P.S.—I think your reference to Keats new, and on a high level It calls back to my mind an adaptation of his self- chosen epitaph which I made in my very earliest days of boyish rhyming, when I was rather proud to be as cockney as Keats could be. Here it is,—
Through one, years since damned and forgot Who stabbed backs by the Quarter, Here lieth one who, while Time's stream Still runs, as God hath taught her, Bearing man's fame to men, hath writ His name upon that water.
Well, the rhyme is not so bad as Keats's
Ear Of Goddess of Theraea!—
nor (tell it not in Gath!) as—-
I wove a crown before her For her I love so dearly, A garland for Lenora!
Is it possible the laurel crown should now hide a venerated and impeccable ear which was once the ear of a cockney?

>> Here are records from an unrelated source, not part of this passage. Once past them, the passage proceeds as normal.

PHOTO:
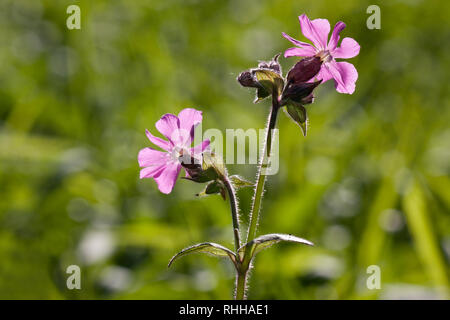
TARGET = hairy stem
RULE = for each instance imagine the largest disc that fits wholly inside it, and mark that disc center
(234, 211)
(244, 265)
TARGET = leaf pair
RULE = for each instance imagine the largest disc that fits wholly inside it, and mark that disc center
(262, 242)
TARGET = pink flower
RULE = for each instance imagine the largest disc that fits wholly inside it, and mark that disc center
(343, 73)
(164, 166)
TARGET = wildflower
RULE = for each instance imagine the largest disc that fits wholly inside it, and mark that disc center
(164, 166)
(343, 73)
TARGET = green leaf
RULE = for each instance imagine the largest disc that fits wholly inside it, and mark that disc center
(239, 182)
(206, 247)
(298, 114)
(270, 82)
(265, 241)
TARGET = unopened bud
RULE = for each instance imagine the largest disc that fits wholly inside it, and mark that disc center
(246, 79)
(273, 65)
(300, 91)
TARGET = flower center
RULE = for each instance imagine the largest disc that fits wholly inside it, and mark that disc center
(324, 55)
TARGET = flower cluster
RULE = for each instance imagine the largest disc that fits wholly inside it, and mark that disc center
(291, 93)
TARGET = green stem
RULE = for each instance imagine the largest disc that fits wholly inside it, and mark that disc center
(234, 210)
(241, 279)
(259, 189)
(244, 265)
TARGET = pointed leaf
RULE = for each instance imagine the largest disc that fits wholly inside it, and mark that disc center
(265, 241)
(206, 247)
(239, 182)
(271, 81)
(214, 187)
(298, 114)
(212, 160)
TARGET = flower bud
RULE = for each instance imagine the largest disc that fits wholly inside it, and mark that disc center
(304, 70)
(246, 79)
(273, 65)
(298, 92)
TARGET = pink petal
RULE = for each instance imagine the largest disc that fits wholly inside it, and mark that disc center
(349, 48)
(298, 52)
(150, 172)
(158, 141)
(308, 49)
(189, 118)
(169, 126)
(335, 35)
(150, 157)
(317, 30)
(344, 74)
(166, 179)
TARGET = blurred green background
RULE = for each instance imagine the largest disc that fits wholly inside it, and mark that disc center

This letter was written in 1879, and the opening clauses of it were no doubt penned under the impression, then strong on Rossetti's mind, that his first volume of poems would prove to be his only one; but when, within two years afterwards he completed Rose Mary, and wrote The King's Tragedy and The White Ship, this accession of material dissipated the notion that a man does much his best work before twenty-five. It can hardly escape the reader that though Rossetti's earlier volume displayed a surprising maturity, the subsequent one exhibited as a whole infinitely more power and feeling, range of sympathy, and knowledge of life. The poet's dramatic instinct developed enormously in the interval between the periods of the two books, and, being conscious of this, Rossetti used to say in his later years that he would never again write poems as from his own person.
You say an excellent thing [he writes] when you ask, "Where can we look for more poetry per page than Keats furnishes?" It is strange that there is not yet one complete edition of him. {*} No doubt the desideratum (so far as care and exhaustiveness go), will be supplied when
Forman's edition appears. He is a good appreciator too, as I have reason to say. You will think it strange that I have not seen the Keats love-letters, but I mean to do so. However, I am told they add nothing to one's idea of his epistolary powers.... I hear sometimes from Buxton Forman, and was sending him the other day an extract (from a book called The Unseen World) which doubtless bears on the superstition which Keats intended to develope in his lovely Eve of St. Mark—a fragment which seems to me to rank with La Belle Dame Sans Merci, as a clear advance in direct simplicity.... You ought to have my recent Keats sonnet, so I send it. Your own plan, for one on the same subject, seems to me most beautiful. Do it at once. You will see that mine is again concerned with the epitaph, and perhaps my reviving the latter in writing you was the cause of the sonnet.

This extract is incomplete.